De pronto le dolió todo el cuerpo. Encajó la mandíbula y golpeó el puño contra la barandilla de madera, gritando sin palabras, pateando uno de los postes de la barandilla hasta que se derrumbó sobre el puente de madera y se sujetó el pulsante pie. Durante un cuarto de hora, apoyado contra la barandilla, las piernas abiertas y fláccidas, lloró como un niño, abriendo y cerrando los puños.

Media hora más tarde, caminando lentamente de regreso al campamento, con el haz de la linterna mostrando el camino, se dio cuenta de lo que tenía que perder.

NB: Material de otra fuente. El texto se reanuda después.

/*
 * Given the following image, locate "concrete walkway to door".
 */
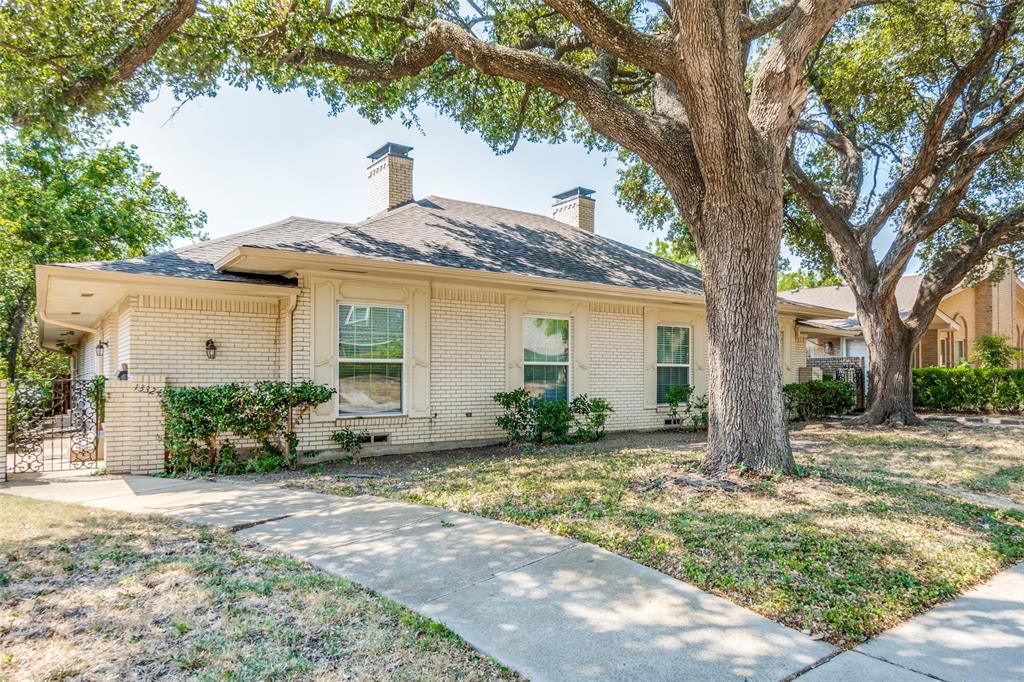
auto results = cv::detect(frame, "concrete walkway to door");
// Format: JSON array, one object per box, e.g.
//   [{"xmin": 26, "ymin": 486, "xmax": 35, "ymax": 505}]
[{"xmin": 0, "ymin": 476, "xmax": 835, "ymax": 682}]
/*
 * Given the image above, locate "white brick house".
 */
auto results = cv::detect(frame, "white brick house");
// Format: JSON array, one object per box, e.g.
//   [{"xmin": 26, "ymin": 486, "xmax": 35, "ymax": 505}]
[{"xmin": 37, "ymin": 144, "xmax": 837, "ymax": 470}]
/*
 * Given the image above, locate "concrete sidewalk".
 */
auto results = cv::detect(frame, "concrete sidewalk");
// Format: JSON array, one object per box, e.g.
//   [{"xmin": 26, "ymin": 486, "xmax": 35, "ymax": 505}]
[
  {"xmin": 0, "ymin": 476, "xmax": 835, "ymax": 682},
  {"xmin": 0, "ymin": 476, "xmax": 1024, "ymax": 682}
]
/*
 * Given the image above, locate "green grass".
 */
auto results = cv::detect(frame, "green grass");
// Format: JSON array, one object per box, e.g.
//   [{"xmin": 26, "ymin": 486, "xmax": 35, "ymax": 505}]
[
  {"xmin": 289, "ymin": 430, "xmax": 1024, "ymax": 647},
  {"xmin": 0, "ymin": 495, "xmax": 517, "ymax": 680}
]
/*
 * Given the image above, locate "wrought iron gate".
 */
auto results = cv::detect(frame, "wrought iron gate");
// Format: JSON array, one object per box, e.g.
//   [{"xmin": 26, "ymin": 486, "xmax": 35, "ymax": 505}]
[{"xmin": 7, "ymin": 377, "xmax": 103, "ymax": 474}]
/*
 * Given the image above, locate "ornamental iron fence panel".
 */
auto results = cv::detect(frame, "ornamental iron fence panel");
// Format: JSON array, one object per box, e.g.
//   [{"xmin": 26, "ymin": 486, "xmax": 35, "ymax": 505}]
[{"xmin": 7, "ymin": 377, "xmax": 103, "ymax": 474}]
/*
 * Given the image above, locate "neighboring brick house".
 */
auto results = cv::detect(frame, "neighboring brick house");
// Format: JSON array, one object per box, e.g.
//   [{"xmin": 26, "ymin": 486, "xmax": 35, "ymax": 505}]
[
  {"xmin": 37, "ymin": 144, "xmax": 841, "ymax": 468},
  {"xmin": 779, "ymin": 268, "xmax": 1024, "ymax": 371}
]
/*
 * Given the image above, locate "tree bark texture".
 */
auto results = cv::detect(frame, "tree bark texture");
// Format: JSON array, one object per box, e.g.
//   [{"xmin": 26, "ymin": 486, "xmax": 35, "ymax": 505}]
[
  {"xmin": 694, "ymin": 182, "xmax": 795, "ymax": 474},
  {"xmin": 857, "ymin": 297, "xmax": 923, "ymax": 426}
]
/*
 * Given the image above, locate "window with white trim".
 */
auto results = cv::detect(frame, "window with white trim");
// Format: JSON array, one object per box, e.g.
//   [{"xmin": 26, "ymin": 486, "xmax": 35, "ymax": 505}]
[
  {"xmin": 657, "ymin": 325, "xmax": 690, "ymax": 404},
  {"xmin": 338, "ymin": 303, "xmax": 406, "ymax": 417},
  {"xmin": 522, "ymin": 315, "xmax": 569, "ymax": 400}
]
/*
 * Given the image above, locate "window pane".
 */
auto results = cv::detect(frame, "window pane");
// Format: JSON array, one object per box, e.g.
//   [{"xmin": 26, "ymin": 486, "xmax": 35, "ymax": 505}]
[
  {"xmin": 338, "ymin": 305, "xmax": 406, "ymax": 359},
  {"xmin": 522, "ymin": 317, "xmax": 569, "ymax": 363},
  {"xmin": 657, "ymin": 367, "xmax": 690, "ymax": 403},
  {"xmin": 338, "ymin": 363, "xmax": 401, "ymax": 415},
  {"xmin": 657, "ymin": 327, "xmax": 690, "ymax": 365},
  {"xmin": 523, "ymin": 365, "xmax": 568, "ymax": 400}
]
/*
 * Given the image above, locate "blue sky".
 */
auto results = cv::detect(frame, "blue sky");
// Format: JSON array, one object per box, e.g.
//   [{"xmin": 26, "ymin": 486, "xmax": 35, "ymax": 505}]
[{"xmin": 112, "ymin": 88, "xmax": 655, "ymax": 247}]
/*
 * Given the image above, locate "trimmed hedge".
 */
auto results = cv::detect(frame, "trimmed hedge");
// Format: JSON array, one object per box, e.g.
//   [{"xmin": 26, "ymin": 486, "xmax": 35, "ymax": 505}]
[
  {"xmin": 782, "ymin": 381, "xmax": 857, "ymax": 422},
  {"xmin": 913, "ymin": 367, "xmax": 1024, "ymax": 412}
]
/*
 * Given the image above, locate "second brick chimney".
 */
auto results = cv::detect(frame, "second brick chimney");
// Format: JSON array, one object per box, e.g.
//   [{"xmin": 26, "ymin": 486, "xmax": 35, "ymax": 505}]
[
  {"xmin": 551, "ymin": 187, "xmax": 594, "ymax": 232},
  {"xmin": 367, "ymin": 142, "xmax": 413, "ymax": 215}
]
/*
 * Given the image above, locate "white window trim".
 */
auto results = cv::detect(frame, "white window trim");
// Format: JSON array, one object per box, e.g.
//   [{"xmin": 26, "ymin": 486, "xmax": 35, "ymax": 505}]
[
  {"xmin": 334, "ymin": 300, "xmax": 409, "ymax": 419},
  {"xmin": 648, "ymin": 323, "xmax": 693, "ymax": 408},
  {"xmin": 519, "ymin": 312, "xmax": 573, "ymax": 402}
]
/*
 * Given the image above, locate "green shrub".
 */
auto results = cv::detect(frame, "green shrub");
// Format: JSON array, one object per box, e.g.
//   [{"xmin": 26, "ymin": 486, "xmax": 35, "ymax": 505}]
[
  {"xmin": 682, "ymin": 395, "xmax": 708, "ymax": 431},
  {"xmin": 494, "ymin": 388, "xmax": 537, "ymax": 442},
  {"xmin": 161, "ymin": 380, "xmax": 334, "ymax": 474},
  {"xmin": 665, "ymin": 386, "xmax": 708, "ymax": 431},
  {"xmin": 782, "ymin": 381, "xmax": 857, "ymax": 421},
  {"xmin": 971, "ymin": 335, "xmax": 1021, "ymax": 370},
  {"xmin": 494, "ymin": 388, "xmax": 614, "ymax": 442},
  {"xmin": 535, "ymin": 400, "xmax": 572, "ymax": 442},
  {"xmin": 913, "ymin": 366, "xmax": 1024, "ymax": 412}
]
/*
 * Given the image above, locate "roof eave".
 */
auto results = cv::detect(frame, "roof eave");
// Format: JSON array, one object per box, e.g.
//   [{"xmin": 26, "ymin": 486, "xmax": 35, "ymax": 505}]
[
  {"xmin": 36, "ymin": 264, "xmax": 295, "ymax": 350},
  {"xmin": 214, "ymin": 246, "xmax": 703, "ymax": 304}
]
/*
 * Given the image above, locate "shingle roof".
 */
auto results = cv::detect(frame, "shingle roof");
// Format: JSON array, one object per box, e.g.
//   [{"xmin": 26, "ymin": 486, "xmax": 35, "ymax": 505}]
[
  {"xmin": 778, "ymin": 274, "xmax": 924, "ymax": 331},
  {"xmin": 54, "ymin": 197, "xmax": 703, "ymax": 296},
  {"xmin": 778, "ymin": 274, "xmax": 923, "ymax": 313}
]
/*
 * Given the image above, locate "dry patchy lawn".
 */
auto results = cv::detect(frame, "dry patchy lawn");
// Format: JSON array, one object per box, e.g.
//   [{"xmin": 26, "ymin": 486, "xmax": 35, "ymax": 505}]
[
  {"xmin": 0, "ymin": 495, "xmax": 516, "ymax": 680},
  {"xmin": 286, "ymin": 425, "xmax": 1024, "ymax": 647}
]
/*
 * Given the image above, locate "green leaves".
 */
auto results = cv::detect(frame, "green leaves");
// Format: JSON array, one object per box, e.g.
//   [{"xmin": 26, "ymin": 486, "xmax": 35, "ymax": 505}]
[
  {"xmin": 494, "ymin": 388, "xmax": 614, "ymax": 443},
  {"xmin": 782, "ymin": 381, "xmax": 857, "ymax": 421},
  {"xmin": 161, "ymin": 380, "xmax": 334, "ymax": 473},
  {"xmin": 0, "ymin": 130, "xmax": 206, "ymax": 378}
]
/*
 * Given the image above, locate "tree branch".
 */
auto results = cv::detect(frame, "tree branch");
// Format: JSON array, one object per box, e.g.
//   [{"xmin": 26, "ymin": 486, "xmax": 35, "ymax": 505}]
[
  {"xmin": 61, "ymin": 0, "xmax": 198, "ymax": 109},
  {"xmin": 863, "ymin": 0, "xmax": 1021, "ymax": 239},
  {"xmin": 797, "ymin": 120, "xmax": 863, "ymax": 219},
  {"xmin": 299, "ymin": 19, "xmax": 699, "ymax": 183},
  {"xmin": 749, "ymin": 0, "xmax": 855, "ymax": 154},
  {"xmin": 906, "ymin": 205, "xmax": 1024, "ymax": 327},
  {"xmin": 544, "ymin": 0, "xmax": 672, "ymax": 72}
]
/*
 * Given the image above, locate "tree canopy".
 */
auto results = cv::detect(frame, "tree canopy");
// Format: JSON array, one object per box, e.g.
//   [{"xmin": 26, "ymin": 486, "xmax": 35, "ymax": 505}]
[
  {"xmin": 6, "ymin": 0, "xmax": 1024, "ymax": 464},
  {"xmin": 0, "ymin": 131, "xmax": 206, "ymax": 379}
]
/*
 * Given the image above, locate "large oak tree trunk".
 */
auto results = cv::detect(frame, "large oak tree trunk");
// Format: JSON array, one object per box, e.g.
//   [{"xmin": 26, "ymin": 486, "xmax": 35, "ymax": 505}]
[
  {"xmin": 694, "ymin": 184, "xmax": 795, "ymax": 474},
  {"xmin": 857, "ymin": 300, "xmax": 923, "ymax": 426}
]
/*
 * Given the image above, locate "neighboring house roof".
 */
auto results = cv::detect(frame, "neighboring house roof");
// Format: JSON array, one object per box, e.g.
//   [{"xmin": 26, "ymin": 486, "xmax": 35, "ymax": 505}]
[
  {"xmin": 56, "ymin": 197, "xmax": 703, "ymax": 296},
  {"xmin": 778, "ymin": 274, "xmax": 924, "ymax": 314},
  {"xmin": 778, "ymin": 274, "xmax": 958, "ymax": 332}
]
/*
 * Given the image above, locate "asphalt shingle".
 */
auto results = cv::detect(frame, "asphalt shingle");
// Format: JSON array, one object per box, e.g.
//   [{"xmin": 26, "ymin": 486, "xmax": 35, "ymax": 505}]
[{"xmin": 54, "ymin": 197, "xmax": 703, "ymax": 295}]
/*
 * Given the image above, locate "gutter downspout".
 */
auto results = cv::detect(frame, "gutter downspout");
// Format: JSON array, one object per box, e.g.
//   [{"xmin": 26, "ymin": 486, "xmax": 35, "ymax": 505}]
[
  {"xmin": 285, "ymin": 294, "xmax": 299, "ymax": 383},
  {"xmin": 36, "ymin": 308, "xmax": 99, "ymax": 345}
]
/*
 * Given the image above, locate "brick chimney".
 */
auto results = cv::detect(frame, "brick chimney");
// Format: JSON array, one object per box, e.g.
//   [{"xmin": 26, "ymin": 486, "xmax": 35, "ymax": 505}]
[
  {"xmin": 367, "ymin": 142, "xmax": 413, "ymax": 215},
  {"xmin": 551, "ymin": 187, "xmax": 594, "ymax": 232}
]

Subió los peldaños a su cabina de lona y se derrumbó sobre la cama, sin desvestirse. Mañana por la noche, no vacilaría el pedirle a una mujer que bailara con él, o que volviera con él y se quedara con él. No se sentiría tímido ni se aferraría a principios caducos ni a su dignidad.

Simplemente no había tiempo para tales escrúpulos.

No comprendía lo que estaba ocurriendo, pero podía sentir la llegada del final.

Como todo el mundo, la sentía en sus huesos.

58

Reuben despertó a las cinco. Con los ojos muy abiertos, se orientó: despatarrado en una corta cama individual en una pequeña y miserable habitación de hotel. Sus vueltas y revueltas durante la noche habían arrancado las sábanas y las mantas, y ahora sólo estaba medio cubierto por ellas.